Un gesto ordinario, quasi banale – disfarsi di un indumento che non si usa più – diventa un modo diffuso e popolare per sostenere iniziative sociali a sostegno di coloro che fanno più fatica. L’azione di “gettare via” cambia verso, il vestito riacquista nuovo valore, nuova vita.

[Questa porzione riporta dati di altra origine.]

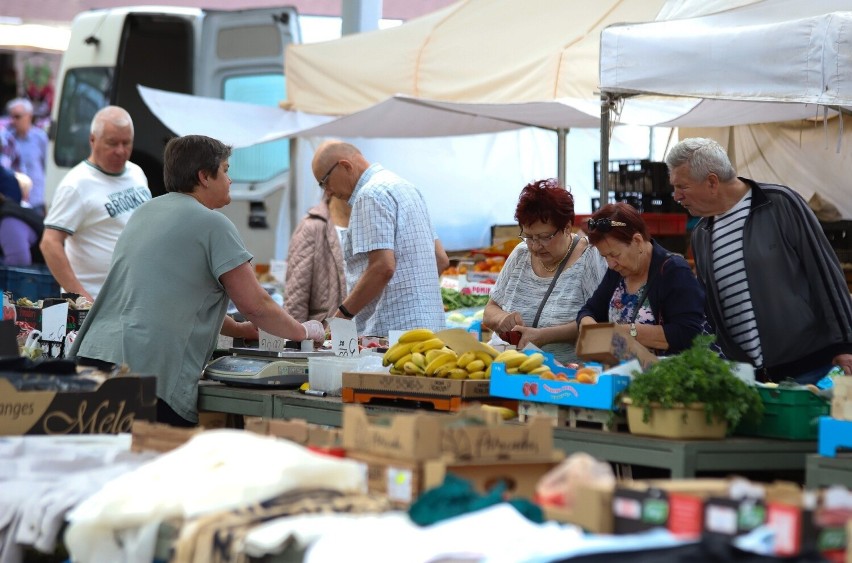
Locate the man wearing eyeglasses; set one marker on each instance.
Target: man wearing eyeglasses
(390, 247)
(31, 143)
(775, 292)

Il progetto “Dona valore”, riunendo e finalizzando tante piccole donazioni gratuite di abiti, mette in moto una filiera che produce valore sociale, ambientale ed economico. La raccolta, infatti, viene effettuata da cooperative sociali che danno così lavoro stabile a 43 persone svantaggiate; inoltre si abbatte il costo sociale dello smaltimento dei rifiuti che vengono sottratti alla discarica o all’inceneritore. Inoltre, grazie a contratti etici con partner certificati, si dà vita a una rete trasparente che crea ulteriori opportunità e lavoro: una parte delle 8.000 tonnellate di abiti raccolti – quella in buone condizioni - viene infatti distribuita gratuitamente dai centri d’ascolto Caritas alle persone più povere, mentre la rimanente viene trasformata in fibra - in Italia o all’estero - generando lavoro e valore economico. Tutto questo lungo percorso produce dei ricavi - che retribuiscono  il lavoro regolare delle cooperative sociali - e infine degli utili, che vengono destinati all’avvio di tanti progetti e iniziative sociali a favore di soggetti deboli o in difficoltà.

Un cerchio largo e virtuoso che prende vita aprendo l’armadio di casa e si completa inaugurando una comunità. Niente male.